Today’s Gospel reading comes from the Sermon on the Mount. These passages typically do not get as much airplay as the beatitudes and other notables from Matthew chapters 5-7, such as forgiveness, the Lord’s prayer, not worrying about tomorrow, and so on. Yet, they are obviously quite significant, since nothing is in Holy Scripture by accident. The reason I believe today’s passages get short shrift is that Jesus talks about the Law and keeping commandments. Sometimes Christians have a difficult time thinking about the commandments of God, because of the New Covenant, the grace given to us in Christ, and especially the writings of St. Paul and disputations between Catholics and Protestants.
Despite some of the complexities in these conversations, it is quite clear that no matter where one reads in the New Testament, we are still commanded by God to do - and not do - certain things. St. Paul is definitely giving us a moral imperative to take care of those who are sick and poor, and that there is right conduct with our bodies. St. James is absolutely telling us to pray for one another and not imbibe favoritism. St. Peter is unequivocal that we must love one another intensely. Jesus commands us to be merciful to our fellow man, to quickly and freely offer forgiveness
Commandments often get cast in a negative light. They seem restrictive. We want “freedom” and we cannot be free if we have all these constraints. Or so the oppositional logic goes. When it comes to the notion of freedom, we must ask “free from what?” Freedom is a relative term, one state juxtaposed against another state. Yet, freedom is often misunderstood to mean “doing whatever I want.” Such a definition, this spontaneity of the will, is nothing more than slavery to the passions and very close to the life of brute animals.

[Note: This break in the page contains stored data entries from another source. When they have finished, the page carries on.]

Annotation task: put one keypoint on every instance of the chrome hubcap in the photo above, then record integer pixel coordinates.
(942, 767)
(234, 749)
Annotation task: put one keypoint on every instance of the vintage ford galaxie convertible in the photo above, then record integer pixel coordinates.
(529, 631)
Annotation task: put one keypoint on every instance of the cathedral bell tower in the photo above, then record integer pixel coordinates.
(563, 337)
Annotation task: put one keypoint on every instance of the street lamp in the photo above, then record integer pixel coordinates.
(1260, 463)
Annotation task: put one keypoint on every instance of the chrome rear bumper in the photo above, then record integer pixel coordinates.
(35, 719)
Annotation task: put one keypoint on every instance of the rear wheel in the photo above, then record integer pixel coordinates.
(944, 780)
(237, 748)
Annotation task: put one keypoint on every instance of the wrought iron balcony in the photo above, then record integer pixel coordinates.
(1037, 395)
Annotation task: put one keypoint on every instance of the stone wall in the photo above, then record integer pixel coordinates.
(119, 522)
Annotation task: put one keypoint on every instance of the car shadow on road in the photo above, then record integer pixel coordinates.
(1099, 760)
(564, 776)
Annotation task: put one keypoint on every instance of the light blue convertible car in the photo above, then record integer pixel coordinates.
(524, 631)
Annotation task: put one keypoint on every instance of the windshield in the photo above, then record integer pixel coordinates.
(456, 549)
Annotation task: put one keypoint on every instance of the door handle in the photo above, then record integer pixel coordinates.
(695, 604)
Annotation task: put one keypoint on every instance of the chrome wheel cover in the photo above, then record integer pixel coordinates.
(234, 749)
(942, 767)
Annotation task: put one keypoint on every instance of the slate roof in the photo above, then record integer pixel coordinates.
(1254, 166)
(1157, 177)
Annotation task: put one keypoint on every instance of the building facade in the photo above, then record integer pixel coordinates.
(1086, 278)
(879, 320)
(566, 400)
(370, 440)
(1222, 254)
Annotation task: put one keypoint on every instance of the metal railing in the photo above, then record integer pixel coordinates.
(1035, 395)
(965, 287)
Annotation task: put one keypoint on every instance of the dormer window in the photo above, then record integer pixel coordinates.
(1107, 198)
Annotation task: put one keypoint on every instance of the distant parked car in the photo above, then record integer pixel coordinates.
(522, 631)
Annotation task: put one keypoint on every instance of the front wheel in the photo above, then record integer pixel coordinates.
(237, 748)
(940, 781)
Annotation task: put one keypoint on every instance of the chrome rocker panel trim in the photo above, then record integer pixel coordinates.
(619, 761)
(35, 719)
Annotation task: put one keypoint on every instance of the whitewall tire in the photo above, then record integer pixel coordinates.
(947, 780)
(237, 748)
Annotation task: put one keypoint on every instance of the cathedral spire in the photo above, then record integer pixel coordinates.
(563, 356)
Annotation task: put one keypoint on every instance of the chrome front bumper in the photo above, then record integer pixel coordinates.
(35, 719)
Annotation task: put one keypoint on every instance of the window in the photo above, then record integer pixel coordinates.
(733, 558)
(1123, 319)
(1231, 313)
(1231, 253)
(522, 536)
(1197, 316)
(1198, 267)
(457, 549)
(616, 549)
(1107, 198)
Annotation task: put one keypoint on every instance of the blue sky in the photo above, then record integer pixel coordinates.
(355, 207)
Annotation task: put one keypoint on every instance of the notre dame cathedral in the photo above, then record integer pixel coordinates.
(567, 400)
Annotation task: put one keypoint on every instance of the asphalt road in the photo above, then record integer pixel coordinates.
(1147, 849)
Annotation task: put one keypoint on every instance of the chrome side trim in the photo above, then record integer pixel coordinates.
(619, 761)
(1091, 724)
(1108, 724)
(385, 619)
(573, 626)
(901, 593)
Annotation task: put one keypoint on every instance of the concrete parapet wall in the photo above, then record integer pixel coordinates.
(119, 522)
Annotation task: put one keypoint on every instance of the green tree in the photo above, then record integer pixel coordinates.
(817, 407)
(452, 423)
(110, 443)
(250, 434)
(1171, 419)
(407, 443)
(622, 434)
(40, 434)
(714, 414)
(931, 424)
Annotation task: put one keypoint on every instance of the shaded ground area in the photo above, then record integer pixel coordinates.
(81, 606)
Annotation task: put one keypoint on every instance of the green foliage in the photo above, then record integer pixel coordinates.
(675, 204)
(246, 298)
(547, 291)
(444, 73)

Being unattached to temporal passions and irrational desires, unfettering the chains that bind us to death and destruction is what it means to be free. When Jesus tells us that His yoke is easy and burden-light, it means the Christian life is not without any action, quite the contrary. It is the yoke of sin that will crush us. The burdens of following our own passions and desires - these are destructive. So, God gives us explicit guardrails for not making a wreck of our lives. He shows us clearly what it means to take upon the light burden. So, the Lord Jesus speaks about the importance of divine commandments. This is now way competes with grace, for God does not compete with Himself. It is the grace of God that provides the imperative and the grace of God that continually calls us to the commandments thereby cutting through the heavy, rusty chains of sin and freeing us for the life we were meant to live.